A música nem havia chegando ao fim e Cynthia já estava vermelha. Deu uma desculpa qualquer e saiu correndo da sala. O olhar fixo de John em Cyn enquanto tocava a música parecia declarar tudo que ele sentia. Ela contou para Phyl, uma amiga em comum, o que tinha acontecido e Phyl tratou logo de dizer que ele não era o seu tipo e que não fosse tão estúpida em achar que poderiam ter alguma coisa. Phyl e John moravam perto e iam juntos para a faculdade no ônibus 72. Embora tivesse que lhe emprestar dinheiro para a passagem com frequência, ela gostava dele, mas achava que ele não tinha nada a ver com Cynthia. Além do mais, já estava de casamento marcado com Barry, mas os seus planos com ele ficavam cada vez mais para segundo plano. Cyn fazia de tudo para não ver Barry e sonhava acordada com John durante a semana inteira, esperando pelas aulas de caligrafia, que pareciam demorar cada vez mais.

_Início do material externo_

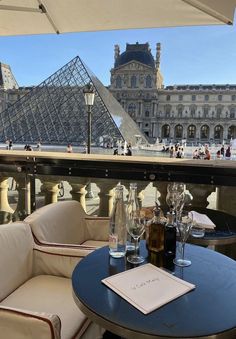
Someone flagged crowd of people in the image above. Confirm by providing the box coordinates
[165,144,232,160]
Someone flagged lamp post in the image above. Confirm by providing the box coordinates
[83,83,95,198]
[83,83,95,154]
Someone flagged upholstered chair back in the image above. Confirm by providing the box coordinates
[25,200,88,244]
[0,222,34,302]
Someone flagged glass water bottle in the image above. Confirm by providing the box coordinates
[126,183,140,251]
[109,184,127,258]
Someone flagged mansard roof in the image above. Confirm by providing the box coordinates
[115,43,155,68]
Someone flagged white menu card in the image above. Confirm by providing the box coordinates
[191,211,216,230]
[102,264,195,314]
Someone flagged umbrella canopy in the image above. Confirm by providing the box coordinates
[0,0,236,35]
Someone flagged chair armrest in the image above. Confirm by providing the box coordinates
[33,244,94,278]
[85,217,110,241]
[0,305,61,339]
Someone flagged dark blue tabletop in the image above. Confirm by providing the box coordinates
[72,241,236,339]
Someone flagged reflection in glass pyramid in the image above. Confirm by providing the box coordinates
[0,56,145,146]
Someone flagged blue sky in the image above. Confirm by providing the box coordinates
[0,25,236,86]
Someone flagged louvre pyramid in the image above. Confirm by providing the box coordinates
[0,56,145,146]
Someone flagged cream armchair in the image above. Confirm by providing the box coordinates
[0,222,103,339]
[25,200,109,249]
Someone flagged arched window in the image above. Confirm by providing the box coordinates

As coisas começaram a mudar quando Cynthia viu John olhando para uma menina na hora do almoço. Ela estava com uma saia preta apertada e um longo cabelo loiro. Depois de assobiar, John comentou com um amigo “Ela parece muito a Brigitte Bardot”. No sábado seguinte, Cyn foi até o mercado e comprou a última tinta em tom loiro da Hiltone e pintou o cabelo. Na segunda feira, logo ao chegar no colégio, ela percebeu que o plano deu certo quando John comentou “Olhe só para você, Senhorita Hoylake”. Certa tarde, os alunos foram chamados ao auditório para uma discussão. John se sentou próximo de Cynthia, e ela teve certeza de que estava realmente apaixonada por ele quando, em um gesto puro de amizade, Helen Anderson – uma amiga em comum entre eles – se inclinou para a frente e passou a mão carinhosamenteem seus cabelos. Cyn sentiu um ciúme que nunca acontecera antes. Mas, embora fossem colegas de caligrafia e conversassem sempre durante a aula, passavam o tempo livre na faculdade com grupos diferentes de amigos e se ignoravam o tempo inteiro. Para Cynthia, John era completamente inalcançável.

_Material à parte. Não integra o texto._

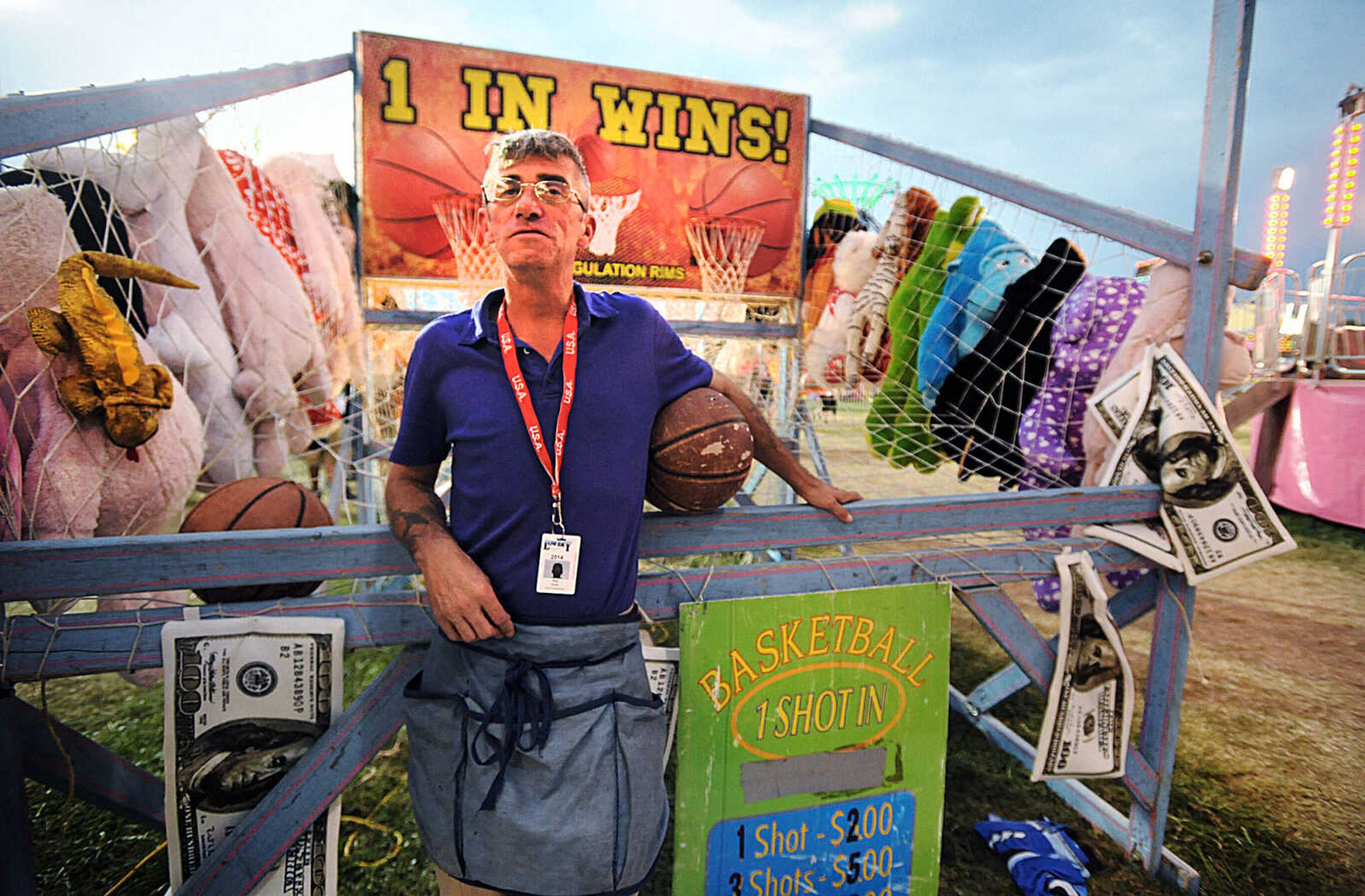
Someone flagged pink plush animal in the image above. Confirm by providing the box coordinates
[805,231,878,387]
[1081,262,1252,486]
[30,116,252,484]
[261,156,363,387]
[186,135,333,476]
[0,187,203,649]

As férias já estavam chegando e a turma estava agitada. Alguém decidiu sugerir que fizéssem uma festa na hora do almoço, antes de partirem. Um professor, Arthur Ballard, deu permissão para usarem a sua sala, com a condição de que pudesse ir também. Os alunos arranjaram um toca-discos e dividiram as despesas com as cervejas. Cynthia achava que John não iria à festa, mas estava ansiosa pelo recesso escolar e determinada a superar sua paixão por ele. No dia da festa, fazia muito calor e o sol invadia a sala. Os alunos empurraram as mesas e cadeiras para um lado, arrumaram as comidas e as bebidas e colocaram alguns discos para tocar. Cerca de quinze pessoas estavam na festa. Àquela altura, vários romances estavam aparecendo. Então, John entrou na sala. Cynthia sentiu seu rosto queimar e seu estômago contorcer, enquanto fingia que não tinha notado sua presença. Ele caminhou diretamente em sua direção e disse “Você quer se levantar?”. Cyn estava vermelha de vergonha, mas se levantou para dançarem juntos. Enquanto um disco de Chuck Berry tocava, John gritou “Você gostaria de sair comigo?”. Ela ficou tão nervosa com a inesperada proposta que disse “Desculpe, mas estou noiva de um rapaz em Hoylake”. Cynthia queria que o chão a engolisse quando disse isso, sabia que tinha soado arrogante. Então, John gritou “Porra, eu não pedi para você casar comigo, pedi?”. Ele virou as costas e saiu. Cyn ficou arrasada achando que tinha estragado tudo até que, duas horas depois, no fim da festa, John e seus amigos a convidaram para ir, junto com sua amiga Phyl, à um pub que os alunos constumavam frequentar. Ela tratou de convencer Phyl de que deveriam ir e seguiram para o Ye Cracke.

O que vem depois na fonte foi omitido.